During his training and professional career, Dr. Wu has received numerous awards including Alfred Rea Tucker Memorial scholarship from the University of Manitoba, postdoctoral fellowship from the National Kidney Foundation of U.S.A., and scholarships from Quebec Health Research Foundation (FRSQ). His research in transplantation immunology has been continuously supported in the last 10 years by national and international peer-reviewed funding agencies such as CIRH (formerly MRC), National Cancer Institute, Kidney Foundation, Heart and Stroke Foundation, Cancer Research Society, and the Roche Organ Transplantation Research Foundation (ROTRF), which is a prestigious peer-reviewed international funding agency (independent of the Roche company) and who funds about 6% of the applications from around the world in organ transplantation research. The total amount of peer-reviewed funding awarded to Dr. Wu in the last 10 years is more than 2-million dollars. Dr. Wu has also received research funding from many pharmaceutical companies such as Wyeth-Ayerst, Roche, Novartis, and Human Genome Sciences Inc.
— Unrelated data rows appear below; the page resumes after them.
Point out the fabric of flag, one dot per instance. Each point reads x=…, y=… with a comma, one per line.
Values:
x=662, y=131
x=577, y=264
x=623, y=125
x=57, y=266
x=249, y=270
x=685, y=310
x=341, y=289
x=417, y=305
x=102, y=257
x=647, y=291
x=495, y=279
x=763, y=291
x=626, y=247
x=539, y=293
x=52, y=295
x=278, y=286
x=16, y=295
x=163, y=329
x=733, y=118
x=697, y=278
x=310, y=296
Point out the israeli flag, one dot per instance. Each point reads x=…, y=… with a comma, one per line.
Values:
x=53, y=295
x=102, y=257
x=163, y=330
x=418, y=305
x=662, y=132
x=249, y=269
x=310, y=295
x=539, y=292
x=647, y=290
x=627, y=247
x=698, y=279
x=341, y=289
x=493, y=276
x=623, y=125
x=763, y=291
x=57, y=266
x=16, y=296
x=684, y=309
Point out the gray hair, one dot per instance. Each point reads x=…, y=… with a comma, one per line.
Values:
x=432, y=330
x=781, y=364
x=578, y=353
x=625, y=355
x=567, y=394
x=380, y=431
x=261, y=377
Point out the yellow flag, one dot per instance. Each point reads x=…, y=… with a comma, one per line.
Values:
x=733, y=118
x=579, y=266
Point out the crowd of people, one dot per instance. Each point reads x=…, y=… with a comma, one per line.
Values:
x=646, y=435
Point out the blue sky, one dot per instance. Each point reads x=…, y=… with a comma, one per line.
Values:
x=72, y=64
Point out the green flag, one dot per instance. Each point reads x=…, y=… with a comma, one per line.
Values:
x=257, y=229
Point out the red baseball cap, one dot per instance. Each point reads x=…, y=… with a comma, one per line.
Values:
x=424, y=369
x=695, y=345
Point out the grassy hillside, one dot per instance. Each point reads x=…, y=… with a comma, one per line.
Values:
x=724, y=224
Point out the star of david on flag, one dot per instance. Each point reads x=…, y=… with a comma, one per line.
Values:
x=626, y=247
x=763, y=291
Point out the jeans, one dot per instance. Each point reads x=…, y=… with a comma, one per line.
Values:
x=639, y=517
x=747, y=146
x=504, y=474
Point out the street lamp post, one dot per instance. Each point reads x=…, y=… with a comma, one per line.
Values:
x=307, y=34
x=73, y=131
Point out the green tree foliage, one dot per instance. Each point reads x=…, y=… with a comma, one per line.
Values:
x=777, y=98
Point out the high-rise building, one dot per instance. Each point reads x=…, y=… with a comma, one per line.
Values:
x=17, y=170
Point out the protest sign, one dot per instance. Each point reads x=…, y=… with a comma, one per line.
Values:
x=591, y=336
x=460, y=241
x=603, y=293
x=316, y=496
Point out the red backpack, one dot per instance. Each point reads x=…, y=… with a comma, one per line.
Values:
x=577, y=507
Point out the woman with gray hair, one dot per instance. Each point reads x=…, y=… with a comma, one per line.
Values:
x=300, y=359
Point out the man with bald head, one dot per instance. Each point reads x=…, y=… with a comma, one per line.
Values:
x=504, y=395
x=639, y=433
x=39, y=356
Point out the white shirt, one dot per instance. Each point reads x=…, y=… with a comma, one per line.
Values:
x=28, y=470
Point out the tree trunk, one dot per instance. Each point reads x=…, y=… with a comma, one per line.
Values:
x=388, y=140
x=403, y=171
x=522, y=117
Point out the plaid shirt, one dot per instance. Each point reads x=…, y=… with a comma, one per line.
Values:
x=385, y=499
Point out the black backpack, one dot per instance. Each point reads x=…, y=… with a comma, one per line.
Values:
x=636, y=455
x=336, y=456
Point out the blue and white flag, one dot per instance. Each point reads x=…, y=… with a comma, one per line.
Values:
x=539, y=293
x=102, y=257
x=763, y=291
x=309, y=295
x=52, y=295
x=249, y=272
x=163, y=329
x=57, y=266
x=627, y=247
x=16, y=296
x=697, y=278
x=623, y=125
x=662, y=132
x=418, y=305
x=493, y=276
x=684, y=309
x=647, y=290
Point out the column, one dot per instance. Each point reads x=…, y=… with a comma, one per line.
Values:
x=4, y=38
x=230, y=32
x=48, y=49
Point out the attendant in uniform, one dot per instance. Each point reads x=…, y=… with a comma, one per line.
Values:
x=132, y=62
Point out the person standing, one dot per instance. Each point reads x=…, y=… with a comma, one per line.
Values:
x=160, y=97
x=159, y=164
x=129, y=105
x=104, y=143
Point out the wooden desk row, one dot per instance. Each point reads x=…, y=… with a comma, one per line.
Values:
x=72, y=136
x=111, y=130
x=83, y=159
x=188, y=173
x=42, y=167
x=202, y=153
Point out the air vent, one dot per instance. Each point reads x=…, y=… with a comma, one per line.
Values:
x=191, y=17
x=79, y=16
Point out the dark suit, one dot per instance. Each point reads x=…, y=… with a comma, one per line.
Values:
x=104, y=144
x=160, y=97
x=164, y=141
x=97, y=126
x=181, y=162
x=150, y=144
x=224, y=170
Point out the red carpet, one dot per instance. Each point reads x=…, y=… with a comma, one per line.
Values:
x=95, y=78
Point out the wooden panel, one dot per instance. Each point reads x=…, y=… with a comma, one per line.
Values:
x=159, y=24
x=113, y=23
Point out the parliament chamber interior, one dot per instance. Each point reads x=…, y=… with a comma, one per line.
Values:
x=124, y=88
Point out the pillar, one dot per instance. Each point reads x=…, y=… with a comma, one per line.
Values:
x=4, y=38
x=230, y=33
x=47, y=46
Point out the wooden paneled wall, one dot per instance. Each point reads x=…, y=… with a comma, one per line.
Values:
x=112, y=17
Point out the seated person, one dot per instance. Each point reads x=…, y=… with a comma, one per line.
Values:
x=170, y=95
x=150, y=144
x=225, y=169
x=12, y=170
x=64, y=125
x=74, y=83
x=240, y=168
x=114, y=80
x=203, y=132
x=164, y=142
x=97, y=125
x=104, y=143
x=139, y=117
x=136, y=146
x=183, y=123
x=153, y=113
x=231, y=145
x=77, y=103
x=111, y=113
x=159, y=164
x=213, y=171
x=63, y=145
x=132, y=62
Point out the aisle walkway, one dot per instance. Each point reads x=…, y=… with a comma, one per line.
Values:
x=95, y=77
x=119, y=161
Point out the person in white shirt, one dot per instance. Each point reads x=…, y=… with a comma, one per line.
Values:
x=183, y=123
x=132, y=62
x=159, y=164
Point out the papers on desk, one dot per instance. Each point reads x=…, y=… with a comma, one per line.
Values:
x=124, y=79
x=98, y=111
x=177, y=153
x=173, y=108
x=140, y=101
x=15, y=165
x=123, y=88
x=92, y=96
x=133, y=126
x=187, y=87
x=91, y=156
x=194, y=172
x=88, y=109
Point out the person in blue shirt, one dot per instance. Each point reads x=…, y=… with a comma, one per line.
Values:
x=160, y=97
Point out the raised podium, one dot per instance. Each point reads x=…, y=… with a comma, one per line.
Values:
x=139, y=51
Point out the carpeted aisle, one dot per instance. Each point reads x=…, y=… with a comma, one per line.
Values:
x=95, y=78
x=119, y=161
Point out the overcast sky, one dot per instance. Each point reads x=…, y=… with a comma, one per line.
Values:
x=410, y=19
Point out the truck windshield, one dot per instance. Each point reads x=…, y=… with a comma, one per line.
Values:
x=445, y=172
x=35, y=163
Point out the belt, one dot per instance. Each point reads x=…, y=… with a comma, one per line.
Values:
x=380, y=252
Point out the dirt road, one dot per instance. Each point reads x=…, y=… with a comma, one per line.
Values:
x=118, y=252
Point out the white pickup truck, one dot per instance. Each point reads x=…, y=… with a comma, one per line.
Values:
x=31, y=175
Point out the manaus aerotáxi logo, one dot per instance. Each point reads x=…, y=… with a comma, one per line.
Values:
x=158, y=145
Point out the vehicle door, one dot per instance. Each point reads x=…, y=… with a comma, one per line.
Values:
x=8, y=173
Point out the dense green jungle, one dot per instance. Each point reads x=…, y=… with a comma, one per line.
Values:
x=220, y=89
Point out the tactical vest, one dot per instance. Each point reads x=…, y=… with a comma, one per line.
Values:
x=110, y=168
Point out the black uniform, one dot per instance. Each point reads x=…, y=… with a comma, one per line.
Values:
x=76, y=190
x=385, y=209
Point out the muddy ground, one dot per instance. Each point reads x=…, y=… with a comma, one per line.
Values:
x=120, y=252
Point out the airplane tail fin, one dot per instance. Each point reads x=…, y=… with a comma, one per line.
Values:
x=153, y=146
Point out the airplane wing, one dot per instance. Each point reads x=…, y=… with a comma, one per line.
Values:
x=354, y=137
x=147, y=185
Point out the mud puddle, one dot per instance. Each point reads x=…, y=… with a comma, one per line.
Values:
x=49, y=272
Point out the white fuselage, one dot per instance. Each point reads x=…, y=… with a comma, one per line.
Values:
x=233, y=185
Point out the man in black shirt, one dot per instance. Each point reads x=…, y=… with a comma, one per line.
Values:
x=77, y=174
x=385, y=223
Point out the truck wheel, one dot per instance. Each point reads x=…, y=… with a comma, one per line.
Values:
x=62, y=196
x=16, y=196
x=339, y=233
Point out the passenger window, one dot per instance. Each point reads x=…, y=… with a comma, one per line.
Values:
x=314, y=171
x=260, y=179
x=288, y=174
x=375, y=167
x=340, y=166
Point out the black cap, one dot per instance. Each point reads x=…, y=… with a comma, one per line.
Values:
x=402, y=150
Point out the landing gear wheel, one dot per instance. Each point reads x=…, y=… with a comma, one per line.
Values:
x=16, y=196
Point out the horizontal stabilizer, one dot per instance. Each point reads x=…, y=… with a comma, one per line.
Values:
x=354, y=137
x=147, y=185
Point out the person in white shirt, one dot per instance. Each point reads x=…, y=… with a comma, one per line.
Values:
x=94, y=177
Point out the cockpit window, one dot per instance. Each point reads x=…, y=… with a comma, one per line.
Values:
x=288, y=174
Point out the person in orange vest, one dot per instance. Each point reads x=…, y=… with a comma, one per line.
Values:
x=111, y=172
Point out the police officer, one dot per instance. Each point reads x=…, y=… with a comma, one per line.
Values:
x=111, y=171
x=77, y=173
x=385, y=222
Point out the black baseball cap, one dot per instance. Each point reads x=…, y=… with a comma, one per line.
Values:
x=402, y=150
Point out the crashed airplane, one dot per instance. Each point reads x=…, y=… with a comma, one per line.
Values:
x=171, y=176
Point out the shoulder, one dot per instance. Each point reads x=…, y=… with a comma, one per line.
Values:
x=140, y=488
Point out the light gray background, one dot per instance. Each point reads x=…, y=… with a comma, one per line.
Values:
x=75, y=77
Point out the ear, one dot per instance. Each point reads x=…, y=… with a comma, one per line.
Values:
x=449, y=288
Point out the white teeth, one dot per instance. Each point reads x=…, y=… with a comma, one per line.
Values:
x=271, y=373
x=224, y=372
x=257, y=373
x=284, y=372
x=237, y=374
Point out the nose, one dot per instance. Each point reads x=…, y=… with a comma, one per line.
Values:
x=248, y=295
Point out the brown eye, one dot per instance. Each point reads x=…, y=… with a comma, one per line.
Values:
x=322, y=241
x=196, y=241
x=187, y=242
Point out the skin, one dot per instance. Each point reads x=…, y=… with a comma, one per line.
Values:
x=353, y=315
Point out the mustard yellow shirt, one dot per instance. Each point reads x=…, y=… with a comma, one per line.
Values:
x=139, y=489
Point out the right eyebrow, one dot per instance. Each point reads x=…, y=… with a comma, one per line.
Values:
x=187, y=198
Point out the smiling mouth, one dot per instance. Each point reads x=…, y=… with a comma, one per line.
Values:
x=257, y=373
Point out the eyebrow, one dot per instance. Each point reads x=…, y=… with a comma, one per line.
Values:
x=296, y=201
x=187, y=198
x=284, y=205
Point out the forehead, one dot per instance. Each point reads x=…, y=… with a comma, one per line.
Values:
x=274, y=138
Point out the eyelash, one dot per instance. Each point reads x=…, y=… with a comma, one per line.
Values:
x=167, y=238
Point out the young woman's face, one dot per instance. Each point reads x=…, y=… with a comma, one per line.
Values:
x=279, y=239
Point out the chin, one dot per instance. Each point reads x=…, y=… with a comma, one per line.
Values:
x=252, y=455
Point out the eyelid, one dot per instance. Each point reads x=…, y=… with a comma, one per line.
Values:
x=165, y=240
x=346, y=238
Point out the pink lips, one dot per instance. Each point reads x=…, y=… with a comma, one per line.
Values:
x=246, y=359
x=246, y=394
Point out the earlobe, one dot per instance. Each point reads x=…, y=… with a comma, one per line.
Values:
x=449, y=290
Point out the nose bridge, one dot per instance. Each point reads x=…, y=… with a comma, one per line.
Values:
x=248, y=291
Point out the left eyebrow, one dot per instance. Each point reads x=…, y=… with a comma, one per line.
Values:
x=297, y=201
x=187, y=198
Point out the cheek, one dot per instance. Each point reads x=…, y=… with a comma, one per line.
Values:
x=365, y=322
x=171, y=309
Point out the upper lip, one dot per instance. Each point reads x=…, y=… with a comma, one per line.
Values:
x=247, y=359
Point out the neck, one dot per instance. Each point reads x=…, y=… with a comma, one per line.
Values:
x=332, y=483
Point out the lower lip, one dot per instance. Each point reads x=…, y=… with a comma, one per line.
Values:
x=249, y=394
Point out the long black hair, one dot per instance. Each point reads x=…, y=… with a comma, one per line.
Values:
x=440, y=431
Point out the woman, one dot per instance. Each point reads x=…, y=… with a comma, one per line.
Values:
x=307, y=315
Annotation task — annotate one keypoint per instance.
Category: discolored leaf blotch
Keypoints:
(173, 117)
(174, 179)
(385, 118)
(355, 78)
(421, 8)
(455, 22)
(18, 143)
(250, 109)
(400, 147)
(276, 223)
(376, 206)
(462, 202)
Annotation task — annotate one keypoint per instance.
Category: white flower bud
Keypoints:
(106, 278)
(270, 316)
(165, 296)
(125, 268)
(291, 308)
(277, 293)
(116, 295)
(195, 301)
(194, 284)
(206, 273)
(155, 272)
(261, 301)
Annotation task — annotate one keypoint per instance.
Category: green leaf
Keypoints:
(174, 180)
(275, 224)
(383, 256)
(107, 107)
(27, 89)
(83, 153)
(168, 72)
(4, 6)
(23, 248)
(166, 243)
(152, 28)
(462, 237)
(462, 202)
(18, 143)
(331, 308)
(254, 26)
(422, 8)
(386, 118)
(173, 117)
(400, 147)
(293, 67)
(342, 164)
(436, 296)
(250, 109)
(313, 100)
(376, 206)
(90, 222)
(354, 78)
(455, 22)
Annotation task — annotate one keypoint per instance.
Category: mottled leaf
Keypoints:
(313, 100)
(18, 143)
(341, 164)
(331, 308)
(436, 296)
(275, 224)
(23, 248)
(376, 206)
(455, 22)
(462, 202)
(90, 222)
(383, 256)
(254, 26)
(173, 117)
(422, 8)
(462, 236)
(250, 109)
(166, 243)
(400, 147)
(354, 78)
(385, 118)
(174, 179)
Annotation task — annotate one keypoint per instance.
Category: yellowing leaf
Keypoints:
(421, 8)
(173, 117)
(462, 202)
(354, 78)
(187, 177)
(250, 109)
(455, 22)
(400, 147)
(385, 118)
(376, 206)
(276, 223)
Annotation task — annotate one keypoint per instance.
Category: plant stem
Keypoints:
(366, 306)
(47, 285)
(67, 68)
Dr. Wu maintains vigorous research programs in several novel frontiers of immunology and transplantation. Between 1992 and 1996, Dr. Wu investigated the mechanism of action of rapamycin and published 23 papers in this area. The leading role of Dr. Wu in preclinical and clinical study of rapamycin is well recognized by the transplantation community. For this reason, Dr. Wu was an invited speaker in the Rapamycin Investigators meeting organized by Wyeth-Ayerst in Princeton, 1994.
He has raised and proven a novel hypothesis that the graft itself is the major force to maintain its survival in transplantation. This new concept raised tremendous interest in the transplantation community, and was cited by Literature Scan:Transplantation (10:4, 1994), which only quotes most influential papers in transplantation.
Dr. Wu has pioneered in the research of the role of proteasomes in immune responses. Contrary to the conventional wisdom, Dr. Wu found that immune inhibition could be achieved by blocking protein degradation, and a new proteasome inhibitor DPBA could prevent graft injection without apparent toxicity in animal models. This is the first time a proteasome inhibitor is successfully used in transplantation, and Dr. Wu is in the process of bringing this finding to clinic applications. Two patents authored by Dr. Wu on this topic are pending.
Dr. Wu serves as a member of grant and scholarship committees for the Canadian Institutes of Health Research and Quebec Health Research Foundation for many years, and also serves as an external reviewer for the Kidney Foundation of Canada, the Heart and Stroke Foundation of Canada, and the Canadian Institutes of Health Research. He has been frequently invited by many Canadian and U.S. universities as a guest speaker, and has organized and chaired symposiums of important international conferences such as the International Congress of Transplantation.